Numerical Analysis of Discretized ${\cal N}=(2,2)$ SYM on Polyhedra

TL;DR

This paper numerically investigates the ${ m N}=(2,2)$ supersymmetric Yang-Mills theory on discretized curved spaces, introducing a new phase-quenched approximation to handle fermionic anomalies and analyze supersymmetry preservation.

Contribution

It proposes the anomaly-phase-quenched (APQ) method to address fermionic phase issues and demonstrates its effectiveness in preserving supersymmetry on discretized curved spaces.

Findings

APQ method successfully cancels $U(1)_A$ phase in the partition function.

The Ward-Takahashi identity for SUSY is estimated on the lattice.

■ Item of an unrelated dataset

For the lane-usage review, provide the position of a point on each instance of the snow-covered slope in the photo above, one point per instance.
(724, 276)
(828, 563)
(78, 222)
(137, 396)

Pseudo zero-modes significantly contribute to the pfaffian phase.

Abstract

We perform a numerical simulation of the two-dimensional ${\cal N}=(2,2)$ supersymmetric Yang-Mills (SYM) theory on the discretized curved space. The $U(1)_{A}$ anomaly of the continuum theory is maintained also in the discretized theory as an unbalance of the number of the fermions. In the process, we propose a new phase-quenched approximation, which we call the "anomaly-phase-quenched (APQ) method", to make the partition function and observables well-defined by $U(1)_{A}$ phase cancellation. By adopting APQ method, we estimate the Ward-Takahashi identity for exact SUSY on lattice and clarify contribution of the pseudo zero-modes to the pfaffian phase.